America's Quiet Anger
By James P. Gannon on 3.30.10 @ 6:07AM
There is a quiet anger boiling in America.
It is the anger of millions of hard-working citizens who pay their bills, send
in their income taxes, maintain their homes and repay their mortgage loans --
and see their government reward those who do not.
It is the anger of small town and Middle American folks who have never been to
Manhattan, who put their savings in a community bank and borrow from a local
credit union, who watch Washington lawmakers and presidents of both parties hand
billions in taxpayer bailouts to the reckless Wall Street titans who brought
down the economy in 2008.
It is the fury of the voiceless, the powerless, the ordinary nobodies of Flyover
Country who are ridiculed, preached to, satirized and insulted by the Celebrity
Loudmouths of the two Left Coasts, the Jon Stewarts and Keith Olbermanns, the
Paul Krugmans and their ilk.
It is the salted wound of the millions who see that ruling Democrats in Congress
are not listening to them but are willfully ignoring public opinion and the
verdict of recent elections in passing a huge new health care entitlement when
the existing entitlements of Social Security, Medicare and Medicaid are already
going broke.
It is the frustrating helplessness of citizens who revere the Founding Fathers
and the genius of the Constitution that they wrote, who actually believe the
words of the Constitution mean what they say, not more and not less. They who
watch politicians and the courts stretch and bend that Constitution -- finding
"rights" not enumerated, powers never granted, meanings unimagined -- believe
that their country is being redefined without their consent.

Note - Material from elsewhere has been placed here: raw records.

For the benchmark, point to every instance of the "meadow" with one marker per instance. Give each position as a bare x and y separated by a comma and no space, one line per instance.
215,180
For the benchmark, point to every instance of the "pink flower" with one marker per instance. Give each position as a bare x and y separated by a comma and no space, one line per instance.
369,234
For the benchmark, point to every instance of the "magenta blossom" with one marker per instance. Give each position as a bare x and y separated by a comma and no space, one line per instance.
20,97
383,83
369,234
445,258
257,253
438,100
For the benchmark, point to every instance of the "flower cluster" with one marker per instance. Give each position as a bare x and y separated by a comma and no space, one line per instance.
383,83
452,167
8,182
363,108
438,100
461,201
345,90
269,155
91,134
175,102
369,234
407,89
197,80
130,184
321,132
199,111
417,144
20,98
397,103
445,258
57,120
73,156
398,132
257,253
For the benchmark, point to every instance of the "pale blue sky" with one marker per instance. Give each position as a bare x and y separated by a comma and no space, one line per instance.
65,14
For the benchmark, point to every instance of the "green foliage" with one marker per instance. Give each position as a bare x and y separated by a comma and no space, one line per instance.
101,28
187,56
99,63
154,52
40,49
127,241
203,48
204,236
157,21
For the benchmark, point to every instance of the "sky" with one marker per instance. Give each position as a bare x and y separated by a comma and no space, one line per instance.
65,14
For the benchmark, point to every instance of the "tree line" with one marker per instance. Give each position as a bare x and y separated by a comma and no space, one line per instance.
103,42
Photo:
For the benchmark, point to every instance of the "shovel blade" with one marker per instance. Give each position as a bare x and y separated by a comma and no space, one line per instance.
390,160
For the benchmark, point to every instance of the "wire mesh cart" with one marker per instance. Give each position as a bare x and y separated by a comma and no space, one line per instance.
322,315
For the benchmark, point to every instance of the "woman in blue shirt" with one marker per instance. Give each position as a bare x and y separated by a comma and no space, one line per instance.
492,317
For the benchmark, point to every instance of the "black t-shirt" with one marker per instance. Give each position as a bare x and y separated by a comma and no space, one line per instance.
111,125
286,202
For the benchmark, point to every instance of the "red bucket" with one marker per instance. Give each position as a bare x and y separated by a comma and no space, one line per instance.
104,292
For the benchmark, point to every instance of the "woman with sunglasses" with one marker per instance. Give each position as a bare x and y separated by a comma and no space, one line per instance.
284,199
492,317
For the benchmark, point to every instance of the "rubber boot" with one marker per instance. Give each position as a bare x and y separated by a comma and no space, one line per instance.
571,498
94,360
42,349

Most of the angry are not out marching in the streets, waving signs or shouting
into bullhorns. And they are not smashing windows or phoning death threats to
politicians. They are simply waking up angry in the morning, and going to bed
angry at night. And their resentment is multiplied by the media's efforts to
portray them all as dangerous, crazy people, and by the effort of certain
Democrats to tar them with brush of violent intent.
They are embittered, too, by the rhetoric of a triumphant president who turns on
its head Winston Churchill's heroic attitude promising defiance in defeat but
magnanimity in victory. For a president of a deeply divided country, defiance in
victory is not an endearing posture. It has all the persuasive charm of a Chad
Ochocinco victory dance in the end zone of the opponent's stadium.
These quietly angry people gather in their churches while their religions are
called divisive and their beliefs are labeled as bigotry, and they pray for a
better day. They talk among themselves in their Main Street cafes, at the Rotary
club or at their kids' softball games, seeking others who understand their
frustration and will not respond with arrogant dismissal.
They are tired of being told they are too stupid to understand the country's
complex problems, too rooted in the past to find solutions, too selfish to share
what they have worked for with everyone else who wants it.
They are not reaching for guns or for pitchforks. They are holding their anger
within, waiting for their time, watching those in power over-reach and
over-indulge.
Their wound is deep, and it will not be salved by more presidential speeches,
Congressional hand-outs, or promises of wonderful things to come. They no longer
believe any of that. Their quiet rage abides, waiting till it can be expressed
in that silent place behind the curtain where the ballot lists the names that
they have now committed to an angry memory.
James P. Gannon is a retired former Wall Street Journal reporter
and newspaper editor. He lives in Virginia.